Une préface libre de Jung
Je m’appuie sur la première préface datée de 1916 de son livre Psychologie de l’inconscient. C’est une forme de témoignage de l’impact de la guerre. Régie par des codes différents de l’œuvre psychologique, la préface permet à Jung de donner le ton de l’essai et de la réflexion philosophique:
« [A propos de la Grande Guerre] tout cela doit forcer l’attention du penseur et la fixer inexorablement sur le problème de l’inconscient, de cet inconscient chaotique qui dort d’un sommeil agité sous la surface ordonnée du monde conscient. […]
Or la psychologie des individus correspond à la psychologie des nations. […]

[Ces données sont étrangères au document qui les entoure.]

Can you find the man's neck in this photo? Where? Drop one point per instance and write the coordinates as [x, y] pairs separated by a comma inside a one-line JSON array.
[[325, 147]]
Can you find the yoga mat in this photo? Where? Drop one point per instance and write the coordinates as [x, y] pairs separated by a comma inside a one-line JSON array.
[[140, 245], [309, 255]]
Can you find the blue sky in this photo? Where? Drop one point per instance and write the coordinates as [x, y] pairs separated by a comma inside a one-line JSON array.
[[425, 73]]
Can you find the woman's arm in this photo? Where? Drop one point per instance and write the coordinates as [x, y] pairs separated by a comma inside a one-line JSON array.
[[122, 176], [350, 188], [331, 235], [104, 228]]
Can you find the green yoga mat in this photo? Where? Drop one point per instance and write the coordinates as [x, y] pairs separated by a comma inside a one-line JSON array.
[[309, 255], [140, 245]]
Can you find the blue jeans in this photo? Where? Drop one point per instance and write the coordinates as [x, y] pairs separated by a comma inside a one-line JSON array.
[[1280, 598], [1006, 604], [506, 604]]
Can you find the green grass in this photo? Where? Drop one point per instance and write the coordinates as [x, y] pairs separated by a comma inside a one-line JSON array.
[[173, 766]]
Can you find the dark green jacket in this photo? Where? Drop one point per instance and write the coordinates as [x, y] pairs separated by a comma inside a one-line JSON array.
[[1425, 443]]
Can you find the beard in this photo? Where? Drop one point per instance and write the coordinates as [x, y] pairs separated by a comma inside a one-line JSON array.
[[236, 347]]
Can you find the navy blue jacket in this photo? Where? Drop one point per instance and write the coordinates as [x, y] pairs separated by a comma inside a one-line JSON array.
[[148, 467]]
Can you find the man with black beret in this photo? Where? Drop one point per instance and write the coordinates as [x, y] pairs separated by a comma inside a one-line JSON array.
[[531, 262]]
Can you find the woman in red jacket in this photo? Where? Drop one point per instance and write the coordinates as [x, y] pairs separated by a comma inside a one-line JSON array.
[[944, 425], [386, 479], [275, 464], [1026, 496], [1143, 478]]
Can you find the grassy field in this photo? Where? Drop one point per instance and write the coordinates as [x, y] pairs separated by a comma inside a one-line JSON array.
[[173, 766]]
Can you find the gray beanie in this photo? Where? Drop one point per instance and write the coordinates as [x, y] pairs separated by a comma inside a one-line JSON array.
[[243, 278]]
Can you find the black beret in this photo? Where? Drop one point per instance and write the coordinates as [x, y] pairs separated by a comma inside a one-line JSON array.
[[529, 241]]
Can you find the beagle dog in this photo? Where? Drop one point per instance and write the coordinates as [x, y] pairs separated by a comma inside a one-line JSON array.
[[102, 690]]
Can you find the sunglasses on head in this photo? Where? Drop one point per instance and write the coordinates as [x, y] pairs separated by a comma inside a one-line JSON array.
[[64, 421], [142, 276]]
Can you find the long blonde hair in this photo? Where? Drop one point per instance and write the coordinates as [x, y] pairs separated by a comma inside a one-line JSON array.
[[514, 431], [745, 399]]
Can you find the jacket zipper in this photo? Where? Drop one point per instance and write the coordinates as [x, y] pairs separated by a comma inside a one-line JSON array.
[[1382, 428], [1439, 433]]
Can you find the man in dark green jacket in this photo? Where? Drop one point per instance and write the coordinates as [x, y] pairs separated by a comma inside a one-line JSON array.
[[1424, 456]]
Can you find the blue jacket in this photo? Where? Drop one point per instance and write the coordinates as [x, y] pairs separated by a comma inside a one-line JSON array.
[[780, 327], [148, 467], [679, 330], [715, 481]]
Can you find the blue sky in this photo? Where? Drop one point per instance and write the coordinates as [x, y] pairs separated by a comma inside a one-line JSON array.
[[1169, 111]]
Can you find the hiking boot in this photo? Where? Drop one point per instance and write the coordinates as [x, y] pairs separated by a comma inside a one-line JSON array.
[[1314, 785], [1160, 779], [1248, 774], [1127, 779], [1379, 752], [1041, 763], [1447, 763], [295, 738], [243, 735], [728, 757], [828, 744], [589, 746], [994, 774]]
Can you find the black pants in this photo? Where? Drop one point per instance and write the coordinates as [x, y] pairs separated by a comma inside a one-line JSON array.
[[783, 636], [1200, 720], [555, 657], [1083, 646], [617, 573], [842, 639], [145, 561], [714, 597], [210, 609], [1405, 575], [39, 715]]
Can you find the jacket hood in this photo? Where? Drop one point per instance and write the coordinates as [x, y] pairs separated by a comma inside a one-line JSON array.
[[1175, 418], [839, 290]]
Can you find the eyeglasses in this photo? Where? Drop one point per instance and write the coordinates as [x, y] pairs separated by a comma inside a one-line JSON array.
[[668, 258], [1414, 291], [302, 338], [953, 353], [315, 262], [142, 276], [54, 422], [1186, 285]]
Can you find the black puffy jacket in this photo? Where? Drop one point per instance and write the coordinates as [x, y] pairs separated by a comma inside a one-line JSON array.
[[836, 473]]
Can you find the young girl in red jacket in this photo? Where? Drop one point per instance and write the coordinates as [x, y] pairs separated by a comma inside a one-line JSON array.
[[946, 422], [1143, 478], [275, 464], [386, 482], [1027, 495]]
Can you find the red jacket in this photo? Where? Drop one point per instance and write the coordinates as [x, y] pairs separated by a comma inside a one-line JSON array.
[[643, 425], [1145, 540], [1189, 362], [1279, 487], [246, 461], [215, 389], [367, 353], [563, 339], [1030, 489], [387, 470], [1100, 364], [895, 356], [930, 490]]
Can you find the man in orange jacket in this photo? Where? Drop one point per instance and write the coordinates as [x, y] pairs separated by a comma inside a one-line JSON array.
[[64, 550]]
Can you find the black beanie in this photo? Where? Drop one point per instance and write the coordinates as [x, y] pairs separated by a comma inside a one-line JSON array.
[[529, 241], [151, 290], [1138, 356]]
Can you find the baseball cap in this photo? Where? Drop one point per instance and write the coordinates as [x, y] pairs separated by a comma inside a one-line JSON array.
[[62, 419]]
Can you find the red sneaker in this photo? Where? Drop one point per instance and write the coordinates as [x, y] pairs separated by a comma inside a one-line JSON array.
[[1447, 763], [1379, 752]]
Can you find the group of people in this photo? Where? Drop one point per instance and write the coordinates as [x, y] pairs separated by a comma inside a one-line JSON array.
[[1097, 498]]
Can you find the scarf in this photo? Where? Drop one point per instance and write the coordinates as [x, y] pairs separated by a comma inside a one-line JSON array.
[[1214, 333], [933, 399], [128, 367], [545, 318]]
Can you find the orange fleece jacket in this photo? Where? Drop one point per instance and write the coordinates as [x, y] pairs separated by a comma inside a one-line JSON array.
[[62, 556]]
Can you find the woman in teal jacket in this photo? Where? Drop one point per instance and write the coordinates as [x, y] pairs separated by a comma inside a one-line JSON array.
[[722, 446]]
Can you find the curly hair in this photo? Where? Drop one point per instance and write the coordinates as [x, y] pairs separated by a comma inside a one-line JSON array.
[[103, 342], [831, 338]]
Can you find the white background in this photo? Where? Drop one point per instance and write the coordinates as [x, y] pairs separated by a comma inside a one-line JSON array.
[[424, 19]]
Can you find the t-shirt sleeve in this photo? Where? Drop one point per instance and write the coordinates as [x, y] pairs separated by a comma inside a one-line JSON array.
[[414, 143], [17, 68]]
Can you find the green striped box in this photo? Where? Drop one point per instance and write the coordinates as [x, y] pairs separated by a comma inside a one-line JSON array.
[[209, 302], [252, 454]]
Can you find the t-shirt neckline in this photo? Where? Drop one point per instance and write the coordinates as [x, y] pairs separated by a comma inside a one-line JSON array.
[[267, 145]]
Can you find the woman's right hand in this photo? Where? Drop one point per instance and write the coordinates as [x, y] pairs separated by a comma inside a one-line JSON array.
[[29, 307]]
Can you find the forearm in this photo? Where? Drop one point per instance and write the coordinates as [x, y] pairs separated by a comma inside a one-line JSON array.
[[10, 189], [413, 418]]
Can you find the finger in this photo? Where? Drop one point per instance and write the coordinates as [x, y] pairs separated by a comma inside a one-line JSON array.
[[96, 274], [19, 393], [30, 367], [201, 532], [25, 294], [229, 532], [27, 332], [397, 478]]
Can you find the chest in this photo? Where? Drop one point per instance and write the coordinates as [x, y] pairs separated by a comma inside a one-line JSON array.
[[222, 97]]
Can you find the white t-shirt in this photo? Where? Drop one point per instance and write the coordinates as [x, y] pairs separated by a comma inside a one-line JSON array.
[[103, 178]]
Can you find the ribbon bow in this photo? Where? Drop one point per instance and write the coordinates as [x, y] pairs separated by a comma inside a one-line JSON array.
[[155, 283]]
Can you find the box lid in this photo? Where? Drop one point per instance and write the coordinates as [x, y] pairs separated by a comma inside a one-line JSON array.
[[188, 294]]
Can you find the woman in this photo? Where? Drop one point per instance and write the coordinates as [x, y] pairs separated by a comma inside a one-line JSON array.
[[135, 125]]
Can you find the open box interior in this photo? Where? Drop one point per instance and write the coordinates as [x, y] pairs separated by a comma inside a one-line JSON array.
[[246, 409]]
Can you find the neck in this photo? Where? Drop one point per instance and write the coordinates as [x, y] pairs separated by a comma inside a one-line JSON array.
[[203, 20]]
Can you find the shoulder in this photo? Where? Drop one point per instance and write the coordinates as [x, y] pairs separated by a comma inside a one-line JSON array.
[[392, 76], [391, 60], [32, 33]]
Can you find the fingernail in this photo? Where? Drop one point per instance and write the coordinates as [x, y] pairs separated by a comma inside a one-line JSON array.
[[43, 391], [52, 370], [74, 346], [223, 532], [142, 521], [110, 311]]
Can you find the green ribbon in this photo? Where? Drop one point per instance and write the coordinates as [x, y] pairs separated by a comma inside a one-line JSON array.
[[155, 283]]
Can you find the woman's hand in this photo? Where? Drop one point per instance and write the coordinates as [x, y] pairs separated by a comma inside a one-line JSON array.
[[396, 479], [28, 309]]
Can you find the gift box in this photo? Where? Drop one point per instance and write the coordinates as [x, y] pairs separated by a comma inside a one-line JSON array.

Si jamais il fut un temps où la réflexion authentique sur soi-même et où la maîtrise de soi qui en résulte constituent une absolue nécessité et leur recherche une démarche majeure, c’est bien notre époque catastrophique. » [2]
Psychologie de l’inconscient, lire la citation complète.
Dans cette préface libre, C.G. Jung développe une esthétique particulière pour l’occasion. Tant les termes choisis que l’agencement des idées confèrent à cette préface la qualité d’une réflexion sur l’actualité de son temps. Par son style, elle joue le rôle de pont entre l’œuvre personnelle et l’œuvre officielle, entre le Livre Rouge et les essais de psychologie analytique.
L’urgence d’une introspection pour l’homme moderne
Comme dans Le Livre Rouge, hyperboles et antithèses donnent à l’ensemble des caractéristiques proprement dantesques, cependant la préface s’organise selon une logique:
- tout d’abord, la mise en relief et les amplifications accentuent le fonctionnement chaotique et autonome du conflit mondial ;
- dans un second temps apparaissent les explications de ce déchainement : la catastrophe provient de la coupure que l’homme moderne maintient vis-à-vis de l’homme primitif qu’il porte en lui ;
- finalement, la puissance destructrice et l’ampleur du conflit « extérieur » légitiment pour l’homme moderne l’urgence de l’introspection.
Seule une réflexion sur soi permettrait de réduire les risques de tels phénomènes sur le plan physique. Tel est le message véhiculé par le conflit extérieur dans la perspective jungienne.
L’homme moderne, jouet des archétypes
L’homme moderne, coupé de sa vie inconsciente, se place à la merci de manifestations chaotiques. En somme, dans l’esthétique jungienne, la Grande Guerre ressemble à l’expression archétypale de la dissociation de l’esprit de l’homme moderne[3].
Le mot « chaos » désigne à la fois le fonctionnement de la guerre et celui de l’inconscient collectif. En trouvant dans la guerre l’image d’une dynamique intérieure, Jung pouvait y lire le fonctionnement de l’inconscient collectif qu’il cherchait.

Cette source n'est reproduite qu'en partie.